クロノギア本拠点・マタラ支部の応接室——重い沈黙が部屋を包み込む。レイトキは包帯で巻かれた拳をテーブルに強く打ちつけ、怒りと悔しさを込めて叫ぶ。

「クソ! 歯が立たなかった…!」額からはまだ血の痕が残り、胸元の打撲の痛みが息をするたびに走る。全身の骨が軋むような痛みよりも、心の奥底の悔しさがはるかに痛い。全力でぶつかっても、相手の力の一端すら捉えられなかった——あの圧倒的な力の差が、まだ目の前に焼きついている。

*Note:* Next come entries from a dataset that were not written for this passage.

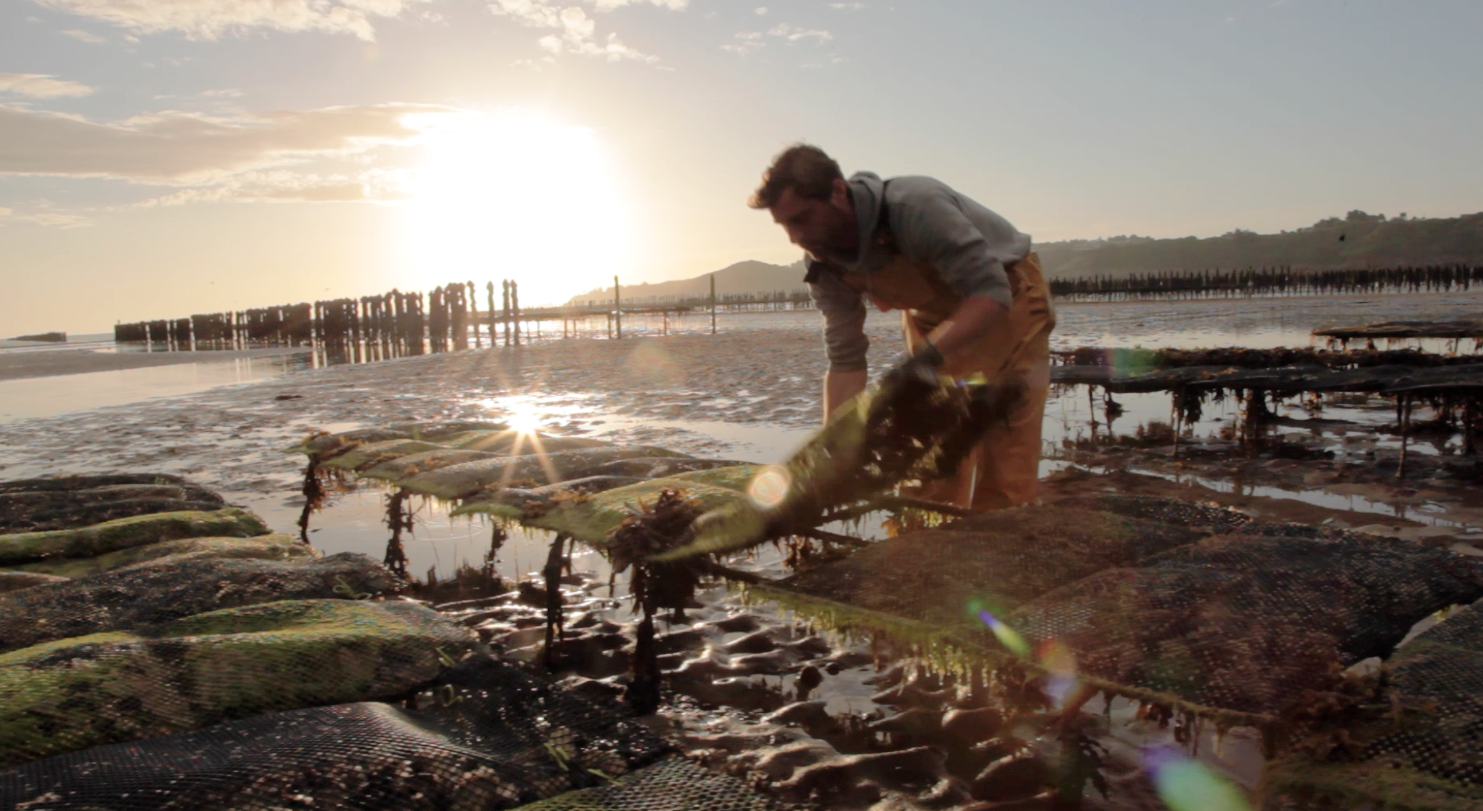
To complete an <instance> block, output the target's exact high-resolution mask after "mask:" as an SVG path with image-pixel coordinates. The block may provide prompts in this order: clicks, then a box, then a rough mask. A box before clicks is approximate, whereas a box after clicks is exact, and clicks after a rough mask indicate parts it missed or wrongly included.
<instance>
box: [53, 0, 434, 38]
mask: <svg viewBox="0 0 1483 811" xmlns="http://www.w3.org/2000/svg"><path fill="white" fill-rule="evenodd" d="M36 1H37V3H40V4H43V6H47V7H52V9H56V10H62V12H68V13H74V15H80V16H86V18H92V19H101V21H104V22H111V24H114V25H119V27H122V28H128V30H129V31H133V33H138V34H157V33H162V31H179V33H182V34H185V36H187V37H188V39H193V40H215V39H219V37H221V36H222V34H240V33H245V31H249V30H254V28H270V30H277V31H295V33H297V31H326V33H332V34H353V36H356V37H359V39H362V40H366V42H374V40H375V30H374V27H372V25H371V19H372V18H377V16H380V18H393V16H397V15H400V13H402V12H403V10H406V9H408V7H411V6H414V4H418V3H427V1H430V0H36Z"/></svg>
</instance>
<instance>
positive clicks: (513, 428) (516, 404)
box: [506, 403, 541, 436]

「俺もだ…」アザミはソファに腰を下ろし、肩まで巻いた包帯を押さえながら低く呟く。

「ノアザミがあそこまで強くなっていたなんて…。俺が生み出した闇なのに、俺の力ではもうどうにもならないなんて…」自分の一部が暴走し、自分よりもはるかに強大な力となって立ちはだかる——それは彼にとって何よりも辛い現実だ。拳を握り締める手は、悔しさと自責の念で震えている。星玲奈は肩口の治療を受けながら、蒼銀の瞳を涙で曇らせる。だがすぐに強く瞳を閉じ、再び開いた時には決意の光が宿っていた。

「悔しい…。本当に悔しい。でも… 悔しがっているだけじゃダメなの。私たちは負けたわけじゃない。ただ、今はまだ力が及ばなかっただけ。ノバラさんが命懸けで逃がしてくれた命… 無駄にはできない」アネモネも怪我の手当てを受けながら、赤い瞳で一同を見回す。

「そうです。撤退は敗北ではありません。今回の敗北から学び、次に備えればいいだけのことです。ノアザミの力の性質、攻撃の傾向、私たちの足りないもの——全てが今回の『収穫』です」レイトキは頭を掻き、荒い息を吐きながら顔を上げる。血の気の引いた顔だが、瞳の中には絶望ではなく、燃えるような闘志が再び灯り始めていた。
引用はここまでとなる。